Avec trente ans de moins, je fais partie des personnes qui ont grandi en parallèle de l’informatique domestique et en immersion dans leur univers. Ne riez pas, le premier ordi sur le clavier duquel j’ai interagi, il y a une quarantaine d’années, était un 64k et tournait sur des cassettes audio. Cette informatique domestique balbutiante s’est développée et pseudo-démocratisée. J’ai grandi dans cette culture, jusqu’à une époque récente avec l’utilisation des outils toujours plus complexes que permettait ce progrès. Et pourtant, je deviens de plus en plus manchot face à l’évolution de l’espace informatique.
Piratage, arnaques, bidonnage d’images, vol de données… créent une situation d’une telle complexité qu’il me faut de plus en plus en plus de béquilles pour me mouvoir dans cet univers. J’ai parfois recours à mes enfants ou à des professionnels pour compenser mes carences. Et pourtant, dans ma tranche d’âge, je fais partie des citoyens plutôt avertis face à l’usage du numérique.
J’ai conscience d’être largué peu à peu et aussi de ne pas rentrer dans les cases, au sens strict de cette expression. Parfois, pour remplir en ligne certaines paperasses, le choix des items ne correspond pas à mon mode de vie. J’ai un bail de vingt ans à titre gracieux, ça s’appelle un commodat, pas de factures d’électricité à mon adresse, nous partageons en communauté les charges domestiques et foncières et donc, pour justifier de mon adresse, je n’ai que mon fameux commodat. Mes démarches finissent généralement physiquement devant un conseiller, ce qui l’amène à son tour à s’arracher les cheveux devant le logiciel de son organisme (banque, assurance ou autre) pour me faire rentrer dans les cases. Souvent à court de justificatifs, on me demande mes factures de téléphone mobile, un comble. Un portable, itinérant par définition, pour justifier d’une résidence, il y a longtemps que le ridicule ne tue plus.

Les progrès de la communication instantanée, appliqués aux besoins courants de l’existence sous couvert de facilitation, exigent des connaissances et des habiletés toujours plus complexes. Ces progrès nécessitent des outils toujours plus performants, faute de quoi ils opèrent comme générateurs de handicaps quand ils deviennent hégémoniques et compliquent la vie des personnes qui ne sont pas strictement dans les clous.

Certains politiques cornaqués par les lobbies bancaires évoquent régulièrement la suppression des chéquiers, voire de l’argent liquide. Les plus allumés d’entre eux allant même jusqu’à préconiser la suppression des monnaies au profit des bitcoins et compagnie.
Le techno-féodalisme décrit par Yannis Varoufakis contourne la classique domination capitaliste, qui consistait en la propriété des outils de production de biens, par l’hégémonie de plateformes numériques régissant le commerce.
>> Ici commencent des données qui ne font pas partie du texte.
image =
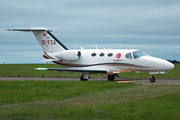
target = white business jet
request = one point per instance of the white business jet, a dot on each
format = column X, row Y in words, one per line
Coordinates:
column 96, row 61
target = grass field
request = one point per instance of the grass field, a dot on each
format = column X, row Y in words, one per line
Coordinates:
column 87, row 100
column 27, row 70
column 80, row 100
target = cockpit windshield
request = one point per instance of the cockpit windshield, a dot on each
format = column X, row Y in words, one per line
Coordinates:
column 138, row 54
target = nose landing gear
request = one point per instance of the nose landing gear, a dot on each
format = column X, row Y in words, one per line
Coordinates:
column 152, row 79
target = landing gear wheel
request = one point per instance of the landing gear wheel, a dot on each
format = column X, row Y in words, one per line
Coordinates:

Ce faisant apparaissent les nouveaux serfs de l’économie, esclaves de la commercialisation des biens au bon vouloir des plateformes de vente.
En poussant un peu plus loin le bouchon, cela aboutira à une classe de la population condamnée, du fait de son incapacité à s’intégrer dans cette société virtuelle. Voilà une belle fracture sociale, générée par un handicap créé de toutes pièces, source de nouvelles inégalités à venir.

Il aura fallu un siècle pour que l’instruction publique obligatoire devienne laïque, un autre siècle pour que l’illettrisme devienne une exception. Dans cette dynamique d’émancipation par la maîtrise de la lecture, portée par l’État, les choix politiques auront été déterminants. Cette volonté ne semble pas pour l’instant à l’œuvre pour enrayer la mise à l’écart d’une grande partie de la population liée à l’illectronisme.
La fabrique du handicap numérique sera créatrice d’une nouvelle forme de domination.